Judge Adelman Blasts U.S. Supreme Court
Getting buzz nationally. Is his critique warranted?
In recent days, Milwaukee’s Federal Judge Lynn Adelman has received national attention for a powerful critique connecting the growth of inequality to U.S. Supreme Court decisions. No, it’s not about any decision by him, but because of an academic paper he authored. Entitled “The Roberts Court’s Assault on Democracy,” the paper will be published in the Harvard Law & Policy Review, the official law review of the American Constitution Society, which is sometimes viewed as the liberal answer to the conservative Federalist Society. https://papers.ssrn.com/sol3/papers.cfm?abstract_id=3540318
Over the course of 35 pages, Judge Adelman makes two arguments about decisions by the U.S. Supreme Court under Chief Justice John Roberts:
- That, taken together, they constitute “a direct assault on the right of poor people and minorities to vote,” and
- That “they have unfailingly increased the economic and political power of corporations and wealthy individuals and reduced that of ordinary Americans.”
As if this provocation was not enough coming from a federal judge, consider Adelman’s opening sentence:
By now, it is a truism that Chief Justice John Roberts’ statement to the Senate Judiciary Committee that a Supreme Court justice’s role is the passive one of a neutral baseball umpire who [merely] calls the balls and strikes” was a masterpiece of disingenuousness.
Indeed, others have come to the same conclusion. Consider this March 11, 2020 letter from James Dannenberg to Chief Justice Roberts resigning from the Supreme Court bar. Dannenberg is a retired Hawaii state judge, Hawaii deputy attorney general, and law school teacher.
You are doing far more— and far worse– than “calling balls and strikes.” You are allowing the Court to become an “errand boy” for an administration that has little respect for the rule of law.
Dannenberg goes on to say that the Court is “willfully hurtling back to the cruel days of Lochner”—the court’s decision to overturn a New York rule to limit bakers’ working hours to 80—”and even Plessy”—the decision upholding segregation.
Although the causes of growing inequality are hard to separate, Judge Adelman makes a plausible case that the US Supreme Court played a role. Consider the following paragraph:
While it may be arbitrary to assign a date to the beginning of the shift toward the concentration of wealth, and political power, one could do worse than point to the year 1971. In that year, just two months before he was appointed to serve as a Supreme Court justice, Lewis Powell, then counsel to the U.S. Chamber of Commerce, wrote a now infamous memorandum to leader of the Chamber arguing that the American economic system was under attack and that the Chamber and American corporations needed to respond by becoming much more politically aggressive. Reacting to the egalitarian legislation enacted in the 1960s, to decisions of the Warren Court, and to the social upheavals of the same decade, Powell argued that business had to organize and engage in coordinated political activity. He also asserted that the courts “may be the most important instrument for social, economic and political change” and that they “offered a vast area of opportunity for the Chamber.”
The graph below shows the Gini index, the most commonly used measure of inequality, between 1947 and 2018. The index varies between zero—if everyone got the same income—and one—in which all income went to a single family. Consistent with the Adelman thesis, inequality hit bottom sometime around 1971 and has been increasing ever since.

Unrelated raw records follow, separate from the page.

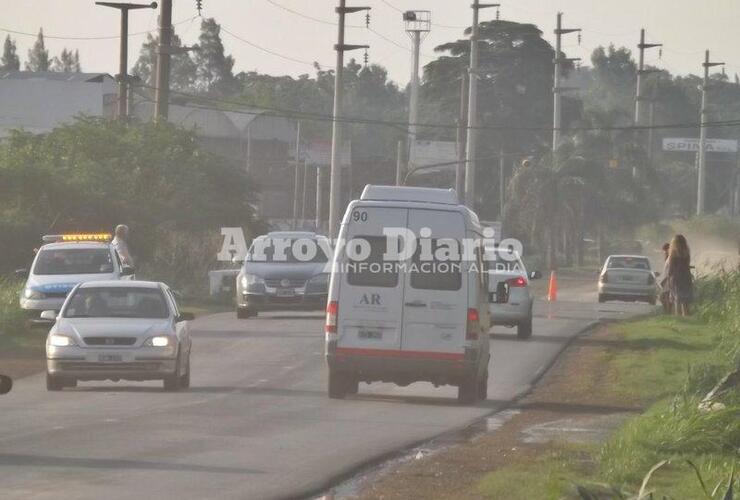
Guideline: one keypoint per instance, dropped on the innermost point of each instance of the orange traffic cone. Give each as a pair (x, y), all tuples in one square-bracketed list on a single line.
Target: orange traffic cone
[(552, 290)]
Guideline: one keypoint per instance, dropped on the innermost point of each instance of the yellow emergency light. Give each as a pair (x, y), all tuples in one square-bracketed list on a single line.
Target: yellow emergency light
[(56, 238)]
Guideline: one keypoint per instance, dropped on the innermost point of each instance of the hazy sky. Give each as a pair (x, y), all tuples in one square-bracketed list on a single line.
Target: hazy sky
[(686, 28)]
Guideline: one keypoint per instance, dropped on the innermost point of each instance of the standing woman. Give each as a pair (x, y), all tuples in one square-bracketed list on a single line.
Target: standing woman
[(679, 279)]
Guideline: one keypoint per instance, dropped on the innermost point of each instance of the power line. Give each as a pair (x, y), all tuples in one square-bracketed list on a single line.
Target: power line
[(82, 38), (403, 125)]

It’s important to point out that correlation does not prove causality. Just because inequality started growing following the Powell memo does not prove that the Supreme Court’s decisions were the cause. Adelman’s contribution is to add the conservative justices to the list of suspects.
He does this with considerable discussion of those cases. On his first point, that the court has reduced the voting rights of poor people and minorities, he refers to a series of decisions that gutted the Voting Rights Act. As a result, he concludes, states were given free rein to use a variety of strategies—including gerrymandering, barriers to registering and voting, or purging voter lists, aimed at reducing the influence of minority and low-income voters.
In addressing the second issue, that the court has contributed to economic and political inequality, Adelman runs through the series of campaign finance decisions that have collectively allowed wealthy people and corporations to spend unlimited funds to influence elections, while gutting most attempts to control these expenditures. In addition, he brings in other decisions that shift the balance of power, These included striking down a law prohibiting pharmacies from selling prescription data without the permission of the doctor, a decision weakening public sector unions, and another decision upholding mandatory arbitration in employment disputes, among others.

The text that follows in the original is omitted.